Monday, April 11, 2011

UNCOMFORTABLY NUMB

Looking over the weekend landscape, I can't help but notice, and it jumps right out at me how BULLISH (not opinion) it all seems to be in the face of mounting evidence to the contrary....how wrong I could be?

Several polls of Investment managers and Individual Investors show bullishness near the all time highs seen in 2007-2008 era and 2000.....even if not timing tool, that should hold you tight from new contributions. The SPX dividend yield is now solidly under 2% and this is near historic lows.Insider SELLING is near 10 to 1 buying...signs of distribution are high.

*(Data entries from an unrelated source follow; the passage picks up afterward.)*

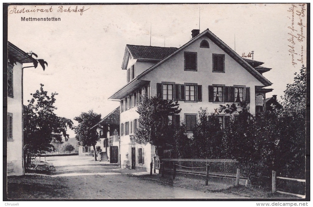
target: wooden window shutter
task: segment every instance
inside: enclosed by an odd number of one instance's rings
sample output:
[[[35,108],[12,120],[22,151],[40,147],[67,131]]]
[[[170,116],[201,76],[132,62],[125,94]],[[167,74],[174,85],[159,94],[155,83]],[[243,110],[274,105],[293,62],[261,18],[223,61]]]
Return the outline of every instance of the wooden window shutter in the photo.
[[[185,117],[185,125],[186,126],[186,130],[187,131],[191,130],[191,115],[186,114]]]
[[[180,116],[179,114],[173,115],[173,124],[174,126],[178,126],[180,124]]]
[[[250,87],[246,88],[246,101],[248,103],[250,103]]]
[[[8,139],[13,139],[13,114],[12,113],[8,113],[8,119],[7,123],[7,135]]]
[[[235,102],[235,88],[229,86],[229,102]]]
[[[174,97],[174,100],[180,100],[180,97],[179,97],[179,89],[180,89],[179,84],[175,84],[174,85],[175,93]]]
[[[13,98],[13,66],[8,64],[8,96]]]
[[[185,100],[185,85],[180,85],[180,100]]]
[[[213,86],[209,86],[209,101],[213,102],[214,99],[214,88]]]
[[[224,102],[230,102],[229,101],[229,86],[225,86],[224,87],[225,94],[224,96]]]
[[[197,116],[196,115],[191,115],[191,129],[192,131],[196,127],[196,124],[197,124]]]
[[[197,86],[197,101],[202,101],[202,86],[198,85]]]
[[[230,116],[225,116],[224,119],[225,119],[225,127],[226,128],[229,125],[230,123]]]
[[[156,83],[156,96],[161,99],[163,98],[162,90],[162,83]]]

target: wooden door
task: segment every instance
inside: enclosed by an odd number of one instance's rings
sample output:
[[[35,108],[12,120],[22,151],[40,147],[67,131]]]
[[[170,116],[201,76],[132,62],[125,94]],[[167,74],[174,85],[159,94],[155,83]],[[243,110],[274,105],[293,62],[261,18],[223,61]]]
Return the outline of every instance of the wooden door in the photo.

Almost 3 years into OFFICIAL Recovery unemployment official or not remains higher than at any prior recovery in history.
Those needing government assistance remain at historical highs. The housing market, which remains the #1 asset (or was) for individual wealth, is mired near the worst climate since the 2009 reaction lows...some in the 50 year plus of data keeping.
When you consider 7 of the last 8 (yes I repeat myself) Recoveries were led by housing....this gives me pause.
When I show you charts of the monetary base, the recent rise from just January is nothing short of jaw dropping spectacular and is near vertical adding some $600 BILLION in just 4 months....this smells of crisis reaction....where none is reported.
EVEN AS INFLATION ROARS, EVEN AS ECB and some countries RAISE RATES...here in this country and our FED continue to PREACH that inflation is transitory and will not be a problem....and when you take out FOOD and ENERGY, well there isn't a problem at all!!!!!!!!!!!

I think there is a DANGEROUS disconnect between what avg people are experiencing and what those in control of our destiny are saying....they are obviously STUPID or LYING.

Duratek

2 comments:

Anonymous said...

Sheeple are bullish. Or maybe not. HFT computers may be pushing up the indices for all I know. Time to book your profits if you played the rally. We will get a decent entry to buy some more silver gold and miners soon over the next few months. We are in a post bubble contraction. As such the Fed buying bonds or MBS will not help because the money will not reach the average joe. Yes it does reach the big players that use it to bid up asset prices but it is ultimately deflationary as the costs cannot be passed on. 2008 redo? Yep. Even today you can see the Fed is unwilling to admit it is causing rising commodity prices. Dont know which planet that Yellen lady comes from. Its such a joke. Same things going on in other places in a different schedule. Take a look at the Mish article on Australia. About to pop there. Guess to comment what will happen to the banks in Australia? How much you wanna bet they will get bailed out with Australian taxpayer money?

Duratek said...

YOu know the answer to that.
I have some learned intelligent friends, a few continue to point to ECRI and other data? but lately it was about the yields on treasuries rising was bullish and because of "improving economy".

This is what I offered

The economic downturn is pushing the vacancy rate above 50 percent in some communities. Grim future predicted

http://research.stlouisfed.org/publications/usfd/page3.pdf this is historic and has no precedent.

Case of supply and demand. Record debt and supply. Fed bought $500 b in last 4 months....it is impossible to gauge normal in abnormal world.